E saiu apressado, como se estivesse atrasado para algum compromisso importante. Getúlio ficou emocionado com o gesto daquele homem. E, com os olhos marejados, disse a um assessor antigo do Ministério que não conseguia esquecer aquela cena. Foi quando o assessor esclareceu tudo:
— Dr. Getúlio, aquele homem é um maluco e uma das manias dele é ir para a posse de ministros, ficar no último lugar da fila e, na hora do cumprimento, dizer que veio apenas para desejar felicidades ao empossado.
Corria o ano de 1963. O deputado federal Tancredo Neves caminhava pelos corredores da Câmara, em Brasília, já capital federal, quando seus assessores perceberam que na direção contrária vinha o também deputado José Maria Alkmin, outra “raposa política” do mesmo quilate. Tancredo ficou tenso porque Alkmin o havia convidado para o seu aniversário e ele não teria ido nem dado satisfações.
Quando se cruzaram, Tancredo disse em alto e bom som: — Alkmin, eu não pude ir ao seu aniversário, mas lhe mandei um telegrama de parabéns!
E Alkmin, que tinha uma astúcia invejável também, não titubeou:
— E eu já respondi seu telegrama, meu conterrâneo Tancredo! Nunca existiu nenhum dos dois telegramas!
No começo dos anos 1950, um homem entrou aos prantos no gabinete do governador Agamenon Magalhães, no Recife, dizendo que, se o seu pedido fosse atendido, nunca mais votaria contra o governador. Agamenon se lembrava muito bem dele, era o maior traíra.
— Governador, pelo amor de Deus, meu filho se formou em agronomia, tem uma vaga na Secretaria de Agricultura e, se o senhor nomear meu filho, eu serei seu eleitor para o resto da vida.
Agamenon, já conhecendo a figura, puxou um cartão de visitas e escreveu um bilhete indicando ao secretário a colocação do jovem agrônomo. Matreiro que só, o governador tinha um código interno com os secretários. Ao escrever “faça” o favor sem o cedilha, ele queria dizer “faca”, ou seja, corte!
Seis meses depois daquela fatídica audiência, o governador foi visitar um município sertanejo e avistou o pai do agrônomo vindo em sua direção, todo contente e sorridente. Agamenon tentou se esquivar, mas não conseguiu. O homem chegou perto dele e foi logo dizendo:
— Governador, não tenho palavras pra lhe agradecer. O meu filho se deu tão bem na secretaria que já assumiu um cargo de chefia.
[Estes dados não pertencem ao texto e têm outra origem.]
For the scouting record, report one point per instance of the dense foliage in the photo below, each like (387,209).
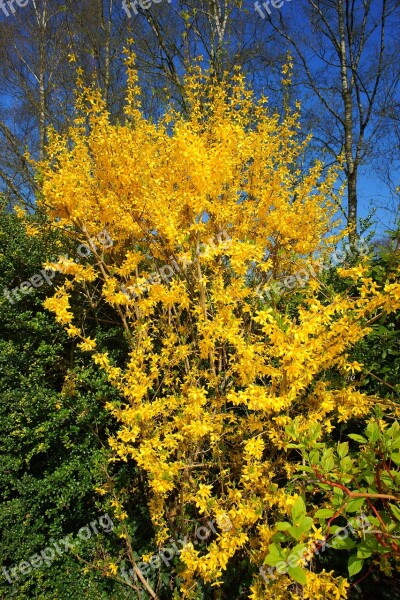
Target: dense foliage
(242,407)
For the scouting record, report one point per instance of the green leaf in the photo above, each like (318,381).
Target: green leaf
(283,526)
(324,513)
(343,449)
(373,431)
(303,526)
(395,510)
(355,505)
(272,560)
(298,574)
(396,458)
(358,438)
(342,543)
(355,565)
(298,510)
(363,551)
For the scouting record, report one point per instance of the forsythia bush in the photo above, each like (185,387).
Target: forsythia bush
(226,391)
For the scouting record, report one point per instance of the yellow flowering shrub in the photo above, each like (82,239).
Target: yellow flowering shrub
(204,210)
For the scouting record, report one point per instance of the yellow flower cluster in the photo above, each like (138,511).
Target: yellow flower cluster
(215,374)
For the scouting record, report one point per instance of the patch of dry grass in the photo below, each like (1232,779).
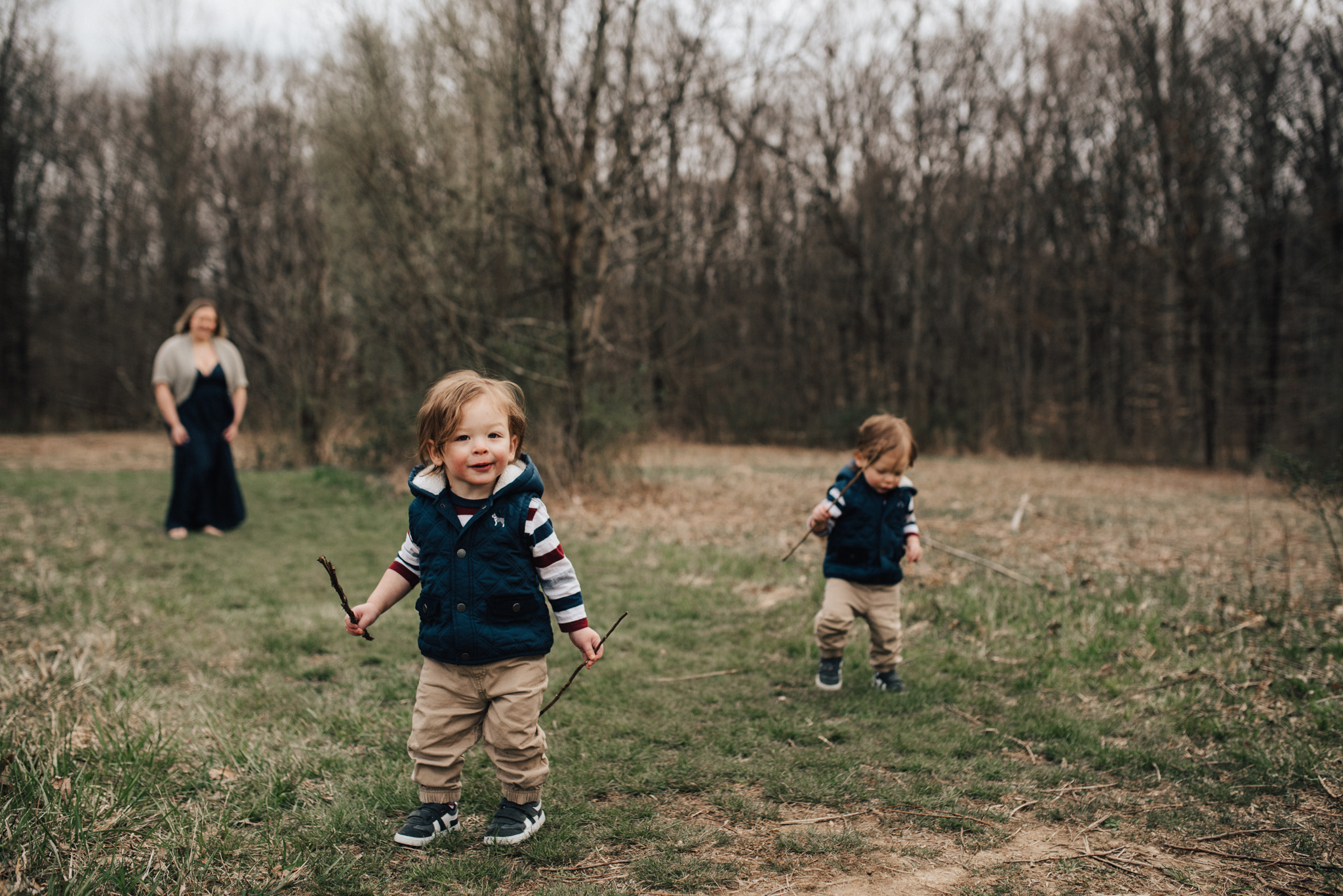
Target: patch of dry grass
(186,718)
E completou: — Governador, o meu menino é tão inteligente que, quando leu o cartão do senhor, percebeu que estava faltando um cedilha e ele colocou esse cedilha porque um governador não pode escrever um bilhete para ninguém com erro de português.
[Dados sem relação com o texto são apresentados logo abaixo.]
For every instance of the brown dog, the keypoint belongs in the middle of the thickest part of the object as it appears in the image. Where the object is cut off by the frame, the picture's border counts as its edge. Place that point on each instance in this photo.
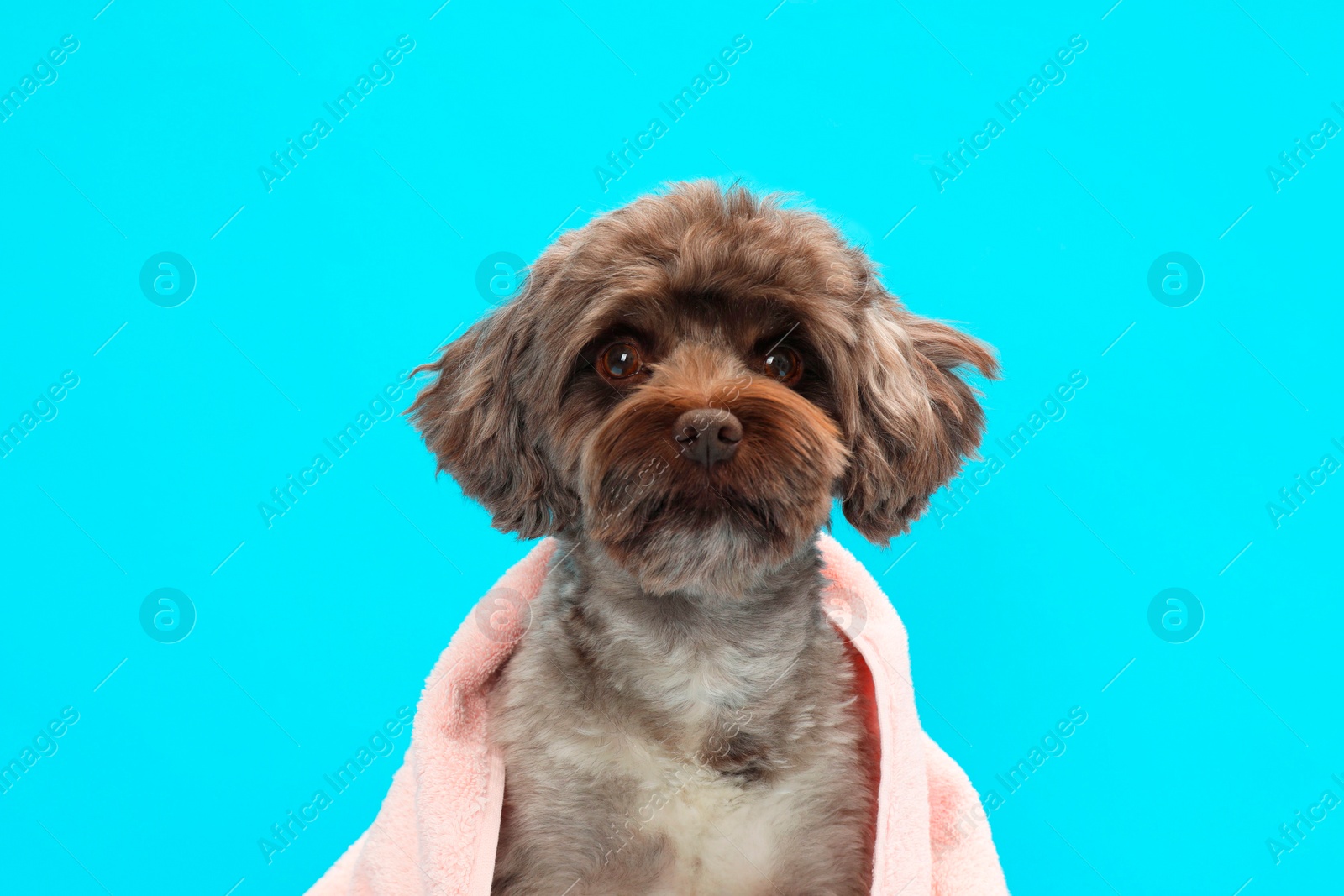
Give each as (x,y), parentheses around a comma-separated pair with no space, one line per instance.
(678,394)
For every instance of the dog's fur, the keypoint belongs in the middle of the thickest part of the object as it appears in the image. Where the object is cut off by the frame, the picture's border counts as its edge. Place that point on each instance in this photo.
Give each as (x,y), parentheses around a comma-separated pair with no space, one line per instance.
(680,718)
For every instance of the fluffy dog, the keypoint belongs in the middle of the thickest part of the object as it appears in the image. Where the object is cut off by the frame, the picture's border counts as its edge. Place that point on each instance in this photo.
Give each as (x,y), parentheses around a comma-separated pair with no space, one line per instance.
(676,394)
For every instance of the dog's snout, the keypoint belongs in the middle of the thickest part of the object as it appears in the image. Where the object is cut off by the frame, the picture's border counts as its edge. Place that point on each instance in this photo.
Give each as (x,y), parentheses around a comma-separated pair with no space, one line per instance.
(707,436)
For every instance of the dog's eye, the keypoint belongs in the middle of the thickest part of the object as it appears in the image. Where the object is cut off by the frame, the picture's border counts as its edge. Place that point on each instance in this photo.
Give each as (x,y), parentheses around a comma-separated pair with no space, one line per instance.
(620,360)
(783,364)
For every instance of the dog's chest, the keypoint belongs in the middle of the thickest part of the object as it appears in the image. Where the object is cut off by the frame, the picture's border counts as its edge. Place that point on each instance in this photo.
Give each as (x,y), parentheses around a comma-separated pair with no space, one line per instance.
(719,833)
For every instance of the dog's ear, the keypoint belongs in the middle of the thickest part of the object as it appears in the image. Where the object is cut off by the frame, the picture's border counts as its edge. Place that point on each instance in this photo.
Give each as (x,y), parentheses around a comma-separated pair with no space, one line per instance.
(909,418)
(483,419)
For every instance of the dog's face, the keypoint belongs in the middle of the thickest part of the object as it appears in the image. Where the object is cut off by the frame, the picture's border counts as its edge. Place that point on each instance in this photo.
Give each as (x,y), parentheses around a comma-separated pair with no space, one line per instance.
(689,380)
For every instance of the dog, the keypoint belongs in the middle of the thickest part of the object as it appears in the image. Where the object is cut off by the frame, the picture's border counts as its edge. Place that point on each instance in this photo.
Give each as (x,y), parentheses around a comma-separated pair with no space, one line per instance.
(676,394)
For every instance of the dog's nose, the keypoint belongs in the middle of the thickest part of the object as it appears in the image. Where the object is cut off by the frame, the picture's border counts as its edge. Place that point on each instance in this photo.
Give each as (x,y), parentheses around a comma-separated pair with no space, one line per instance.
(707,436)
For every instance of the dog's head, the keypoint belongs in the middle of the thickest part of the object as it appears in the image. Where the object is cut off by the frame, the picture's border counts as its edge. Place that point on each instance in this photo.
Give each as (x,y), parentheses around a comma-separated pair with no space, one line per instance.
(689,380)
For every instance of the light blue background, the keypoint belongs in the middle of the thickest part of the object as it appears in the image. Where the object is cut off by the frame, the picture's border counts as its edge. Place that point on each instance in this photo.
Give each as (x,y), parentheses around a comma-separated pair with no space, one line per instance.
(1021,606)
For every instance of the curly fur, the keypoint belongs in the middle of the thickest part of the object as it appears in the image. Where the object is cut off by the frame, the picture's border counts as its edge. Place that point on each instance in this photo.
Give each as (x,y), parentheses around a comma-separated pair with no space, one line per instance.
(680,718)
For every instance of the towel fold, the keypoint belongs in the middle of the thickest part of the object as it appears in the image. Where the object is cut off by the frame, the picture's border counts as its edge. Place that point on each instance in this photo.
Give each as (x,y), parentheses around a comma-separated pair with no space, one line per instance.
(438,826)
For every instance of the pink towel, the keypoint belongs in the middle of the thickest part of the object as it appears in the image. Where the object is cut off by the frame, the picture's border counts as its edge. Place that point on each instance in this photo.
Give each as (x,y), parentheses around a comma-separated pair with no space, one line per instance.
(440,822)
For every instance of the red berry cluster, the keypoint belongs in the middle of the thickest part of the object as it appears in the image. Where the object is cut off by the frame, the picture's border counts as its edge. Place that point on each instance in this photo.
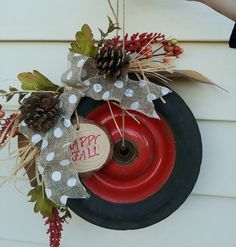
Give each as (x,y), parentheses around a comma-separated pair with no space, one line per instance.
(2,113)
(171,47)
(55,228)
(139,43)
(4,124)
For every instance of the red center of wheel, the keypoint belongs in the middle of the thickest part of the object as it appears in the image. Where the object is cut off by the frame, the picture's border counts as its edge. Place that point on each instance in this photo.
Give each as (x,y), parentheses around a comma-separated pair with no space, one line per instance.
(139,169)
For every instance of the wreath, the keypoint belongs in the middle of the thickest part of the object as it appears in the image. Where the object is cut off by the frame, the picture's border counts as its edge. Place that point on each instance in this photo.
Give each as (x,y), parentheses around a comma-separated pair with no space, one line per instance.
(61,142)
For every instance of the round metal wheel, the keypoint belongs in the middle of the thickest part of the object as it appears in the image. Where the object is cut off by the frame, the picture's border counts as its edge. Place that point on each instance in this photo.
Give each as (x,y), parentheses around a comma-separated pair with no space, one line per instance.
(151,175)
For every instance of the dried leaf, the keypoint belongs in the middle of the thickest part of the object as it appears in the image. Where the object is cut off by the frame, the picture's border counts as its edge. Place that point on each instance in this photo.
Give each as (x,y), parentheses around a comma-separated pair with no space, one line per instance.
(42,204)
(36,81)
(85,43)
(111,26)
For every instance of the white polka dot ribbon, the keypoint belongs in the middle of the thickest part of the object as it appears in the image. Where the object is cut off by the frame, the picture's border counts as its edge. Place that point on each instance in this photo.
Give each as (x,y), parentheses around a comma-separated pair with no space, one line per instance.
(55,164)
(131,94)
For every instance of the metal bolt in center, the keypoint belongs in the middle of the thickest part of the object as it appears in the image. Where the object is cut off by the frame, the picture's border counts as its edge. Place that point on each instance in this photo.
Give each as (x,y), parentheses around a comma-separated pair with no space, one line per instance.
(125,154)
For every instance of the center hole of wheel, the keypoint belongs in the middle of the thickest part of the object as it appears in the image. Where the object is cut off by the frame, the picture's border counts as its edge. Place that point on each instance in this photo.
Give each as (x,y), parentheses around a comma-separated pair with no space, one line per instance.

O ano era 1998. Miguel Arraes, em desvantagem, tentava a reeleição contra Jarbas Vasconcelos. Os assessores apontavam para a popular “fadiga de material” porque Arraes almejava o quarto mandato. A solução poderia estar em Duda Mendonça, o publicitário mais disputado do mercado naquela época. Tinha fama de ganhar tudo quanto era eleição. Arraes recebeu Duda Mendonça com um afago contido, como era seu estilo.
Os assessores relataram para o baiano a difícil situação do Estado e da campanha. E Arraes, calado, só ouvindo. Ao final, Duda Mendonça olhou para o governador e disse: — Eu não faço milagre!
Arraes, com seu olhar certeiro e profundo, ficou cara a cara com o marqueteiro e respondeu: — Eu pensei que fizesse!